Enstar, the state's largest natural gas utility, has reached a tentative agreement with a union representing about 150 of its full-time and part-time workers. The United Association of Plumbers and Steamfitters Union Local 367 had been threatening a potential strike since negotiations stalled last month.

The union and Enstar came to a new, tentative agreement Thursday. The potential contract must still be voted on by Local 367 members. Union business manager Greg Walker said that he expects the vote to be taken within the next 10 days. Walker would not comment on the details of the contract agreement, but he hinted that the negotiation process did not end with an ideal solution for Enstar employees represented by the union.

"We made some significant movement that was very hard for us to make, and we made that movement in an effort to get the company to move as well," Walker said.

Chuck Dunagan, an Anchorage attorney on the union negotiating team, said that the contract was "good enough" to take to members for a vote. But Dunagan would not say if his negotiating team is actually recommending its members pass the tentative agreement with Enstar.

"We told Enstar that if they wanted us to cheerlead a contract, that it must contain several things," Dunagan said. "And those things are not in this current contract."

Dunagan said that one major concession made by the union was an agreement that any new Enstar employees it represents will be moved to a defined contribution or 401(k)-type retirement plan from the current defined benefits (pension) plan members now enjoy.

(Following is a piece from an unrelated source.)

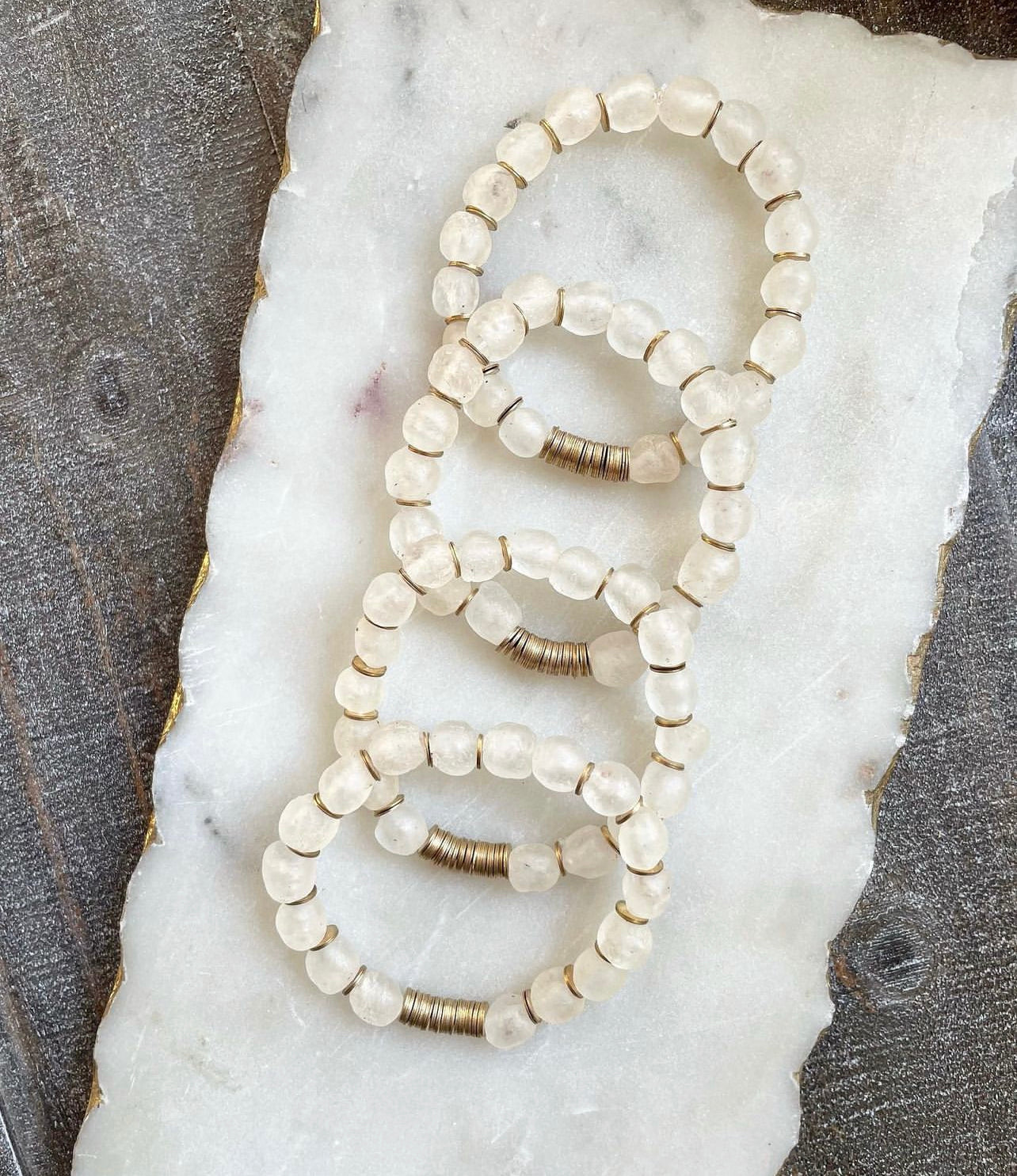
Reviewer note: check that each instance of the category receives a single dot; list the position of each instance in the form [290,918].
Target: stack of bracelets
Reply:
[463,577]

Enstar would not comment on the contract agreement or whether it thought that there could be any more meaningful negotiations if the Local 367 members vote against it.

"I think when you look at what a tentative agreement is, that it is the understanding that it works for both the union and the company," Enstar public information officer John Sims said.

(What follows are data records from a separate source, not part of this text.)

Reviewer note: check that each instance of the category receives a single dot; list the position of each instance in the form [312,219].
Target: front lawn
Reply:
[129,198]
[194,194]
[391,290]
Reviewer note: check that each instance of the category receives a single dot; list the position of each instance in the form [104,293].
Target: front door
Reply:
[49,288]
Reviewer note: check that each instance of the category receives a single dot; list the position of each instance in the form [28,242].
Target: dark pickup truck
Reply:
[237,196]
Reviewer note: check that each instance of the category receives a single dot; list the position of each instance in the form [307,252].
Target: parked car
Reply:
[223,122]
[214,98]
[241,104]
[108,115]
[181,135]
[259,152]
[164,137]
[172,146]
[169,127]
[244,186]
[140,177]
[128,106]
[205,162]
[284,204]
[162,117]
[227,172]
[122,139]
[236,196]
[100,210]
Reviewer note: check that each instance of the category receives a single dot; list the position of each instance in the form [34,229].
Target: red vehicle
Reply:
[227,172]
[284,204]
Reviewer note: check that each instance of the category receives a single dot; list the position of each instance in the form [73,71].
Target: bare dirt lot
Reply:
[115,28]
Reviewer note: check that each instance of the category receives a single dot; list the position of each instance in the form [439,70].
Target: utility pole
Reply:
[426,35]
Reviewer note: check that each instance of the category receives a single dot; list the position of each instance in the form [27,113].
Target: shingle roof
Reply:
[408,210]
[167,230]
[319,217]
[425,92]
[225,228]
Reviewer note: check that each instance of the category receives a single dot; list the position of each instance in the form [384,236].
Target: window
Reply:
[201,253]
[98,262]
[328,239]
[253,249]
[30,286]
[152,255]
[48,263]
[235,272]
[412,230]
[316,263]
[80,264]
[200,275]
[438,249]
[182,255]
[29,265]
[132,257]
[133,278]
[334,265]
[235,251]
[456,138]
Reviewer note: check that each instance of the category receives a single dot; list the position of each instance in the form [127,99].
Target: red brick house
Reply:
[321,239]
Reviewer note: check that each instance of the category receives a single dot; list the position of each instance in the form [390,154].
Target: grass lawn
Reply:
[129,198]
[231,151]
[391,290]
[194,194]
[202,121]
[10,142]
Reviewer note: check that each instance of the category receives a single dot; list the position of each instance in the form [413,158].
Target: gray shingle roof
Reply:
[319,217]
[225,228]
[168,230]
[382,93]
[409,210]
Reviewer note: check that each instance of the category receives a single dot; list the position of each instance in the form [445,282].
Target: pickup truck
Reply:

Union members have already voted to strike but have not followed through with a work stoppage. The threat of a walk-off is still hovering over the process if the tentative agreement reached Thursday afternoon is not ratified.

"Enstar has drawn a line in the sand," Dunagan said. "It will be difficult moving on from this, and we wanted to get a referendum from members before we decide what our next step should be."

Enstar has more than 137,000 residential and commercial customers across Southcentral Alaska, from the Kenai Peninsula to the Matanuska-Susitna Borough.

Correction: An earlier version of this story swapped the definitions of defined benefits and defined contribution.